We’ve already seen the technology’s potential to influence training sessions, with decision-moment simulators being developed by the likes of Beyond Sport and Strivr. Players are able to revisit real moments from games - simulated with the use of cameras around the pitch and data about player physiques - and reconsider their decision making as a training exercise. There’s no doubt that coaching teams will jump at the chance to utilize the new technology given that every manager is looking for that slight edge over the competition. It’s in the fan experience, though, that those exploiting VR will look to make their serious money.

Major deals with the NBA and the NFL have already been struck. NextVR - an industry leader in terms of sports VR production - announced this November that they would be partnering with the NFL to bring postgame highlights to VR headsets. ‘Adding the NFL to our growing portfolio of content partnerships further validates our unmatched technology and our ability to deliver an incredible virtual reality experience to sports fans,’ NextVR Executive Chairman Brad Allen said. ‘NFL fans are constantly craving more football and this partnership will meet this demand by delivering an unprecedented virtual reality experience to fans both in the US and around the globe.’

The NFL has also grown its partnership with Google to bring an ‘exclusive nine-part NFL Films virtual reality series’ that will give fans intimate insight into the game through the use of VR, according to SportTechie.

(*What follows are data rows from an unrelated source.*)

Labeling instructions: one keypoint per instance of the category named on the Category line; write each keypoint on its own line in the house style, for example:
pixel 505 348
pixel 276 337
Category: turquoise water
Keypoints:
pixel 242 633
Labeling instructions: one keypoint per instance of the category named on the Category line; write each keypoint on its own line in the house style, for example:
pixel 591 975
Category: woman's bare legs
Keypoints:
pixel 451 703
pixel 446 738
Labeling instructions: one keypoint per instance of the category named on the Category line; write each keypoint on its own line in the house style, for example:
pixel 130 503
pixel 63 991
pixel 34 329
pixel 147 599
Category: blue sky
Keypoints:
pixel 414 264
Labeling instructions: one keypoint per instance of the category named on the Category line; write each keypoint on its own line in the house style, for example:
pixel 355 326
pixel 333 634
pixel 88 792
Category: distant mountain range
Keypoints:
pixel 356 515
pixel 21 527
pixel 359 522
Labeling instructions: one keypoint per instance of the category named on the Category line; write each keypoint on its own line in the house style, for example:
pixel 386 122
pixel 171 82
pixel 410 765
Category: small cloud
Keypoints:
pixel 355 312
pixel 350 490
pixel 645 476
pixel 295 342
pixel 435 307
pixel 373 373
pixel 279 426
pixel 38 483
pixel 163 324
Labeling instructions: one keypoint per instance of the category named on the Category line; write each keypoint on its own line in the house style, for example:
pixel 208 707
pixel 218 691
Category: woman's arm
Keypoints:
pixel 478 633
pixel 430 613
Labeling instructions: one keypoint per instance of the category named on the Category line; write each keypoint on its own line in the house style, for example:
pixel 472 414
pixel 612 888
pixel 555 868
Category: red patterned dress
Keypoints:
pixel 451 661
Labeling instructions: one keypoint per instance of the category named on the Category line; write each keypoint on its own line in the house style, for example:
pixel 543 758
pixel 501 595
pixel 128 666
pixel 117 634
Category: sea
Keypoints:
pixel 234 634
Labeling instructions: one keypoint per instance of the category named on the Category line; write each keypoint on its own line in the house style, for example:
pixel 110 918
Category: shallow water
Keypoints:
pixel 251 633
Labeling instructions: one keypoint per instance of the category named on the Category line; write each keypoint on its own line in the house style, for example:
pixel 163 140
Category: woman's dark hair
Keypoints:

Kicking off on Thanksgiving, the series will attempt to harness VR’s power to immerse the wearer in the experience and offer a unique perspective. This perspective isn’t just limited to the NFL, though. According to SportTechie, the Big Ten Network recently announced a partnership with VR company VOKE to make college football games available in VR. ‘Four 180-degree HD cameras will capture the game while augmented graphics and live audio will funnel through the TrueVR experience.’ Highlights of the games will also be posted in the GearVR app in near-real-time.

In this respect, US sport is some distance ahead of the European offerings. Very few European soccer bodies are creating content anywhere near as polished as the NFL or NBA, for example, and VR has so far been all but ignored. Championship soccer club Brighton & Hove Albion is looking to change that, though, by debuting VR in the family stand following the November international break. Aimed at the younger audience, those at the game will be given a close up experience in the tunnel, in a player warm up session and even inside a goal celebration. The move represents English soccer dipping its toes into VR albeit on a one-off basis.

The NBA is also working to offer fans one game a week in VR - the sport is particularly suited given the size of the court and the intimacy with the players afforded by court-side seats. US sport in particular - especially basketball and football - is catching on to the potential of virtual reality in the world of broadcasting, and as the technology develops that potential will only become more apparent.